Bit Twiddling Hacks (2005) - thealphanerd
http://graphics.stanford.edu/~seander/bithacks.html

======
fubarred
Neat. Also here's some other sources beyond the usual CS bookshelf suspects:

[http://www.hackersdelight.org/](http://www.hackersdelight.org/)

[http://www.inwap.com/pdp10/hbaker/hakmem/hakmem.html](http://www.inwap.com/pdp10/hbaker/hakmem/hakmem.html)

(We recently had to grab the C standards in order to bust out some integer
under/overflow macros that wouldn't be brittle.)

------
viraptor
There's also a lot of 64-bit hacks on pages related to chess programming (8x8
boards).
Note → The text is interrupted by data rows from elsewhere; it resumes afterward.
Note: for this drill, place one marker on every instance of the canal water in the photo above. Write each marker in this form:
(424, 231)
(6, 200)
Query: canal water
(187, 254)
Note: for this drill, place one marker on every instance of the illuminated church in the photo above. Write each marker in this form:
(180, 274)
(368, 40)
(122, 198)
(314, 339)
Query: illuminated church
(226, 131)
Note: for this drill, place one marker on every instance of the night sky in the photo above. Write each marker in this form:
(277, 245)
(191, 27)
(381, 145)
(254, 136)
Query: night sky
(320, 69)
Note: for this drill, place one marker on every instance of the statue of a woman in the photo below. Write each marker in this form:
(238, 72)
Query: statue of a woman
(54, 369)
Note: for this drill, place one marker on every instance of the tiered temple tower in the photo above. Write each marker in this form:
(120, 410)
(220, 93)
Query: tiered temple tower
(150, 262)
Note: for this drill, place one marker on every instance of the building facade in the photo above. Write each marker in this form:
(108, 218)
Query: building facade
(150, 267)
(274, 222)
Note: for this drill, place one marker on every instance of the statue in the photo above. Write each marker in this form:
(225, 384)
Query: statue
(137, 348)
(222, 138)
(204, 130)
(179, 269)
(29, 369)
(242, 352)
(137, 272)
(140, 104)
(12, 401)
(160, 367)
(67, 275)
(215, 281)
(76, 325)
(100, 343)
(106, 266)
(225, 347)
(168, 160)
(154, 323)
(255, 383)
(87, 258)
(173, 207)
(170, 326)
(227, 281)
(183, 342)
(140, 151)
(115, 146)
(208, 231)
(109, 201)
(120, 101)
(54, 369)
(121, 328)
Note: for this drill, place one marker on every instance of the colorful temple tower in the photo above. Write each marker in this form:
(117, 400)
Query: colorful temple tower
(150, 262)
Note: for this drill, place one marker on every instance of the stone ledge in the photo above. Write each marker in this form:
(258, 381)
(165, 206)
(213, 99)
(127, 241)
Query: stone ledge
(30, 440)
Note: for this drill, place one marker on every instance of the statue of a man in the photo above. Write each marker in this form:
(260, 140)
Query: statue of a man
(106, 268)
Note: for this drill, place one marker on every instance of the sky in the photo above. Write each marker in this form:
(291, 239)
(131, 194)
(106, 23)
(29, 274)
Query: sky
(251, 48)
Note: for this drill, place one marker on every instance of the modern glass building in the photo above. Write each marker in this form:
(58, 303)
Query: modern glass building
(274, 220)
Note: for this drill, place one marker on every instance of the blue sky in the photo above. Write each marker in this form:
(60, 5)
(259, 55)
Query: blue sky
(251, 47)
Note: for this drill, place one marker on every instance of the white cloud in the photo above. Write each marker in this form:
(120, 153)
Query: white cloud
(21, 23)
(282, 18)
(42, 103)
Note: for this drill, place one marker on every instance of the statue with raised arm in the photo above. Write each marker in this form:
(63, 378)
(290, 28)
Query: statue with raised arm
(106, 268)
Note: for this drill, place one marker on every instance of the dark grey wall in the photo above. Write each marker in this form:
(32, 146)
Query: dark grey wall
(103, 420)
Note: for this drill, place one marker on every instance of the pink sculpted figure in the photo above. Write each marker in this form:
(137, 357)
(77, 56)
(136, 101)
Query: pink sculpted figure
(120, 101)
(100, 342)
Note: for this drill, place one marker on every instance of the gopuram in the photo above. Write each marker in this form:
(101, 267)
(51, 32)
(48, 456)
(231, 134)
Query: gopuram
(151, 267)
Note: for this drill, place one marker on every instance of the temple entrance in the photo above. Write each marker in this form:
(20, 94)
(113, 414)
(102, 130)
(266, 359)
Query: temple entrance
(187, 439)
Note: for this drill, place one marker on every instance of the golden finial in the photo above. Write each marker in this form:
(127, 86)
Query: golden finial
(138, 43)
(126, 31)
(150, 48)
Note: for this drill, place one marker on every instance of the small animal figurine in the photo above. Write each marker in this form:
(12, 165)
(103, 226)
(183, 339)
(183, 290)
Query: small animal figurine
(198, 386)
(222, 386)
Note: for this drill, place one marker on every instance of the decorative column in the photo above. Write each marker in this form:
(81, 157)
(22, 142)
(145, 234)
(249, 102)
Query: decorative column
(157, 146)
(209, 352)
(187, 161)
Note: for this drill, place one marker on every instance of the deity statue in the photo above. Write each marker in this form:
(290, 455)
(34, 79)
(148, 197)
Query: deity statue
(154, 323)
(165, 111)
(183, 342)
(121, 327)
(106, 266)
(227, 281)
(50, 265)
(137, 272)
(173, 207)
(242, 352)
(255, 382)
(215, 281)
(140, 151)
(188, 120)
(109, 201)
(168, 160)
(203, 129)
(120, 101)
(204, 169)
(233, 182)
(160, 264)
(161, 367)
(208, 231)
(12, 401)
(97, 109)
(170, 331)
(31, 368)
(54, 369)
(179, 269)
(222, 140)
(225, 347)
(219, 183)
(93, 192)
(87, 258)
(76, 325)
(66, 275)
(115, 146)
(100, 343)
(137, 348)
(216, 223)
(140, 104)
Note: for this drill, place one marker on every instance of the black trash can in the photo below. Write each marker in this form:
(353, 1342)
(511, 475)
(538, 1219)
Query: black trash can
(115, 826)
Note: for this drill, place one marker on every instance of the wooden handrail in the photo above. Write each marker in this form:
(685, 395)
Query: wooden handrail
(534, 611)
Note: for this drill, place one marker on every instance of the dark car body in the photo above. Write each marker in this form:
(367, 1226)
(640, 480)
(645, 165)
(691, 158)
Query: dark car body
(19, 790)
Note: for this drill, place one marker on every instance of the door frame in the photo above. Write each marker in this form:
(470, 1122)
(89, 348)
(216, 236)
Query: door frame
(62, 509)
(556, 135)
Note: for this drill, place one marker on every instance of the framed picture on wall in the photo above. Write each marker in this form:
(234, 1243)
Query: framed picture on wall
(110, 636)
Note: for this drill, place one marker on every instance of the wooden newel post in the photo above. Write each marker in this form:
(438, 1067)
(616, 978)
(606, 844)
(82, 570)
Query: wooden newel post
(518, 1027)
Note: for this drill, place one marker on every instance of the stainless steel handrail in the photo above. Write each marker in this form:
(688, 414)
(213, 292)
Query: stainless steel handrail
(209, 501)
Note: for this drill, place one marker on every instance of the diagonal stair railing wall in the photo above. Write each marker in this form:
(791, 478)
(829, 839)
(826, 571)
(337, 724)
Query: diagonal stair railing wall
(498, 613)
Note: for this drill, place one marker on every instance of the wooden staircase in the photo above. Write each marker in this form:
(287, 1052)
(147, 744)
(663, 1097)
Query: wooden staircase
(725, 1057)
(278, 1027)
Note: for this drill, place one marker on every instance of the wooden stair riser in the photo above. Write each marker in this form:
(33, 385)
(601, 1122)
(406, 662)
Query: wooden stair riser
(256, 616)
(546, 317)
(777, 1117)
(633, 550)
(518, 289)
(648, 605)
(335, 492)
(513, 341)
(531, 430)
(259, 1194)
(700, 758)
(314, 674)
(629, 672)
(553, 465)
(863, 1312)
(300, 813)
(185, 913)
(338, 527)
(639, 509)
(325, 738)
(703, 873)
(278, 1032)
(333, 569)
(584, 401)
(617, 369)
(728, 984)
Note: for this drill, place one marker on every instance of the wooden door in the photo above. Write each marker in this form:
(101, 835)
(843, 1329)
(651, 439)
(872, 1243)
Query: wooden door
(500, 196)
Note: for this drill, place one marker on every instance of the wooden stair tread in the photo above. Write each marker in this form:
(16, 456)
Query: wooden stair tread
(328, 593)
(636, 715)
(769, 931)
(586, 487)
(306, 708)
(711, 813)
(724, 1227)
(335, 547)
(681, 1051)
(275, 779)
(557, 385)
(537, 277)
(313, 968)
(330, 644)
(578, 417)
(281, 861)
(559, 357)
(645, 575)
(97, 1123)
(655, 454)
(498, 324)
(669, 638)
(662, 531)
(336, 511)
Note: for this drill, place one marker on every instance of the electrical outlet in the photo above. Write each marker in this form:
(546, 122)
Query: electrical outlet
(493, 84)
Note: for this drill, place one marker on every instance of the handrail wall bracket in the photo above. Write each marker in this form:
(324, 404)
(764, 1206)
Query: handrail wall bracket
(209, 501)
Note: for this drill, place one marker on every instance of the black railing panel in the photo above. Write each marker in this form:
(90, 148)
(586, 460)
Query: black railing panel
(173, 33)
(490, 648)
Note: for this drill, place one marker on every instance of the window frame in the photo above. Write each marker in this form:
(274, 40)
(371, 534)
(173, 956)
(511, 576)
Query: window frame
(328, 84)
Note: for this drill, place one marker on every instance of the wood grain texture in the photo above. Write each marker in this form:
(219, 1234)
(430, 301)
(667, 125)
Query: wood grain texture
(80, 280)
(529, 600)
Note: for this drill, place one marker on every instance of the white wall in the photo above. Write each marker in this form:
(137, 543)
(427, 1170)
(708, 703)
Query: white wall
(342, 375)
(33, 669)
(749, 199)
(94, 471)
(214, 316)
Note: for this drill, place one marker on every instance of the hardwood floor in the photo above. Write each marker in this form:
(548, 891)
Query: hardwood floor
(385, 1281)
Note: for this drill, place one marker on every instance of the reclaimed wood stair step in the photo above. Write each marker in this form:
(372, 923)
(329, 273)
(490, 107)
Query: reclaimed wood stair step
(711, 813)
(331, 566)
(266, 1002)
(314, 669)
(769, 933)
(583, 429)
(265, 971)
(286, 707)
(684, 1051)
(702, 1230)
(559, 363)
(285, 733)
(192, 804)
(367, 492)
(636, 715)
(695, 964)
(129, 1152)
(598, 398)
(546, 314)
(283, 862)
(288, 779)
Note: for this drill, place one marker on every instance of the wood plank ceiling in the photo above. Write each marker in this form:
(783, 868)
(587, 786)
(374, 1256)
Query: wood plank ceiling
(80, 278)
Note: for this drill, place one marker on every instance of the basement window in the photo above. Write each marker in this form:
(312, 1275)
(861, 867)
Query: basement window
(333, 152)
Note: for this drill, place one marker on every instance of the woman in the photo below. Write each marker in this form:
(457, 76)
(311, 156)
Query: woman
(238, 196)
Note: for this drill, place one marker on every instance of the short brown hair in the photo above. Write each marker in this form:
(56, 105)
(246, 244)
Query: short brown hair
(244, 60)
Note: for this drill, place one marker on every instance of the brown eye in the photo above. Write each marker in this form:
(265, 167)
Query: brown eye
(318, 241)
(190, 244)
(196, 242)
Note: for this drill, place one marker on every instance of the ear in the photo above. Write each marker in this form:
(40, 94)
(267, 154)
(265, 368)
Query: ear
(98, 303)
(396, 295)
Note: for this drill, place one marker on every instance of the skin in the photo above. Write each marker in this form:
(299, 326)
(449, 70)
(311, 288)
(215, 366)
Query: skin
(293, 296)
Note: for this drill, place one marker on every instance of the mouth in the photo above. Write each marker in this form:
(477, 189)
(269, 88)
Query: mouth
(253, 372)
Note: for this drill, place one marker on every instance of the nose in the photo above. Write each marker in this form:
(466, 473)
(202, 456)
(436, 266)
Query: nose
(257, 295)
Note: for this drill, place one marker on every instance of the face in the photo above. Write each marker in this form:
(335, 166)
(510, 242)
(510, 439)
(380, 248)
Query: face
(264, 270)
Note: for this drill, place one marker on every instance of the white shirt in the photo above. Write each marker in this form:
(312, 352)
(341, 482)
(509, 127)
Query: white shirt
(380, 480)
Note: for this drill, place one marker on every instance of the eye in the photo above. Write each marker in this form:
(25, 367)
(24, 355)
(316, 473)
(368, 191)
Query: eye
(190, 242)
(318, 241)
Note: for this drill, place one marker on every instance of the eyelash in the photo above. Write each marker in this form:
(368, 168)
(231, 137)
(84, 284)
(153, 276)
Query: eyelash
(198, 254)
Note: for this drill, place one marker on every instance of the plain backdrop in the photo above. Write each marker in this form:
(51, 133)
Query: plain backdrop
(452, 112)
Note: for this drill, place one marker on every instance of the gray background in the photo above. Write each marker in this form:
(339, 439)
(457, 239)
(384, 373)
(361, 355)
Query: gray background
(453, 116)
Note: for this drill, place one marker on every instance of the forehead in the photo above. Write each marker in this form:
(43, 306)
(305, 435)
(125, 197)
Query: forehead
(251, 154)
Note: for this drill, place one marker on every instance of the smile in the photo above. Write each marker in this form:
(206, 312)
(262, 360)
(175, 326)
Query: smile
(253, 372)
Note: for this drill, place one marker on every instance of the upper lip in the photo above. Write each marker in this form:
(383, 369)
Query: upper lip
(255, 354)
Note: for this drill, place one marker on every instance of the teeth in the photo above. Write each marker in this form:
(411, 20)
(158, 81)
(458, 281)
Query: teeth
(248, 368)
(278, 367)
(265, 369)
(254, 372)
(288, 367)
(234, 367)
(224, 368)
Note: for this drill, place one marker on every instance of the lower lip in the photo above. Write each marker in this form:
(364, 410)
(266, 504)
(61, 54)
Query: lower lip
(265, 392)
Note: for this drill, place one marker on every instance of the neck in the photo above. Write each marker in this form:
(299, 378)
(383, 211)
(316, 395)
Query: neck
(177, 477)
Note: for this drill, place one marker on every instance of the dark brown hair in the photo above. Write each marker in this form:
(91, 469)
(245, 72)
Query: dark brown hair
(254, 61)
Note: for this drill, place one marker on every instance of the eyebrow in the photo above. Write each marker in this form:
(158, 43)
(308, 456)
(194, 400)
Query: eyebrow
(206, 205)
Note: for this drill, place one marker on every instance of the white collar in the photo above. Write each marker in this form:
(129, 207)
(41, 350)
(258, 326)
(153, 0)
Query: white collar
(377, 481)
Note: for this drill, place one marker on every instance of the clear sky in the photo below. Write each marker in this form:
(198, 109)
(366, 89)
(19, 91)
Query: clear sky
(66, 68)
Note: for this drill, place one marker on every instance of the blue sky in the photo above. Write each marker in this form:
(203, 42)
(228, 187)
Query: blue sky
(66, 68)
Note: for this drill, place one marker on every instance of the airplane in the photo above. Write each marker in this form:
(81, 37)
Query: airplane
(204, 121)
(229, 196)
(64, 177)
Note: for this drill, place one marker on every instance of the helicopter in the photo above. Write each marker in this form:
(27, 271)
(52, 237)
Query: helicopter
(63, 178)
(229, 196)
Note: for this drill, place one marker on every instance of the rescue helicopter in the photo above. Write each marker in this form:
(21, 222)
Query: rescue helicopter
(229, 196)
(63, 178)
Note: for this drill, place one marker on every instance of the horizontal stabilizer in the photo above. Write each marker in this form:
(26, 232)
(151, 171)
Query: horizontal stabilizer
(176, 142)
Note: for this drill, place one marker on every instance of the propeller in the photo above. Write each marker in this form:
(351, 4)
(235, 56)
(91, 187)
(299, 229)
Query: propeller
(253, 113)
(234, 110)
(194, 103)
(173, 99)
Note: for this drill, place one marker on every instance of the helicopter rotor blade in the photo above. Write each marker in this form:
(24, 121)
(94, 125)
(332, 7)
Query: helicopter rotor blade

For example:
[https://chessprogramming.wikispaces.com/Bitboards](https://chessprogramming.wikispaces.com/Bitboards)

And my faviourite bit hack question on SO:
[https://stackoverflow.com/questions/14537831/isolate-
specifi...](https://stackoverflow.com/questions/14537831/isolate-specific-row-
column-diagonal-from-a-64-bit-number)

------
new299
It's an awesome page.

I would guess one of the reasons it's here though is that it's almost required
reading for Google interviews, #DetermineIfPowerOf2 is a particular favorite.

------
drv
Another resource in the same vein (it links to this page, among others):

[http://aggregate.org/MAGIC/](http://aggregate.org/MAGIC/)

------
dang
This has been popular over the years, but hasn't had attention on HN in a
while:

[https://hn.algolia.com/?q=bit+twiddling+hacks#!/story/foreve...](https://hn.algolia.com/?q=bit+twiddling+hacks#!/story/forever/0/bit%20twiddling%20hacks)

We put 2005 on it, though the Internet Archive says there were earlier
versions.

------
aosmith
He should pay bounties in BTC...